The bloc is jointly contributing a total of 41 medical doctors and 578 other healthcare workers for the effort.
Rwanda has pledged seven medical doctors and seven other healthcare workers, Kenya 15 medical doctors and 300 other healthcare workers, while Uganda will contribute 14 medical doctors and 21 other healthcare workers. Tanzania pledged five medical doctors and Burundi 250 healthcare workers.
This follows the bloc’s mounting concern about the ongoing epidemic that has so far claimed 4,400 lives, mostly in West Africa.

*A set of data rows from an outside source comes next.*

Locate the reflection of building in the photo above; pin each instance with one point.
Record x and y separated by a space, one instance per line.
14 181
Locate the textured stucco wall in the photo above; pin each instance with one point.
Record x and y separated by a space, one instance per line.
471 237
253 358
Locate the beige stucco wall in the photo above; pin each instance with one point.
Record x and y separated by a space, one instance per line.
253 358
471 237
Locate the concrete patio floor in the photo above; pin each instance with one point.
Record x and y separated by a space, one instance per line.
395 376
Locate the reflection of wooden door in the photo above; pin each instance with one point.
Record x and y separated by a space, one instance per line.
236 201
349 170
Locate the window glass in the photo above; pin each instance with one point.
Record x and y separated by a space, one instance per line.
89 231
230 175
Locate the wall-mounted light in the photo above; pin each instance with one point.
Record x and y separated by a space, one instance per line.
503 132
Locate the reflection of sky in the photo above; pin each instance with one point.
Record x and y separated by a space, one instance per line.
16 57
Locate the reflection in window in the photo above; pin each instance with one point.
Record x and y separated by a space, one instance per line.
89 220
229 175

Ministers of health from the Community extensively discussed the epidemic during the 10th ordinary meeting that started Monday at the EAC headquarters in Arusha, Tanzania. The bloc is concerned by the rapid spread of the disease as well as its impact on socio-economic development.
Meanwhile, the disease has gained more global attention after several schools in the American states of Ohio and Texas canceled classes Thursday over concerns that staff members and some students might have come in contact with a person infected with Ebola.
On Wednesday, the White House scrambled to ease concerns over the spread of Ebola after a second Texas hospital worker tested positive for the virus.
The first two cases are being a pair of nurses who got sick after treating Thomas Duncan, the first person ever diagnosed with Ebola in the US.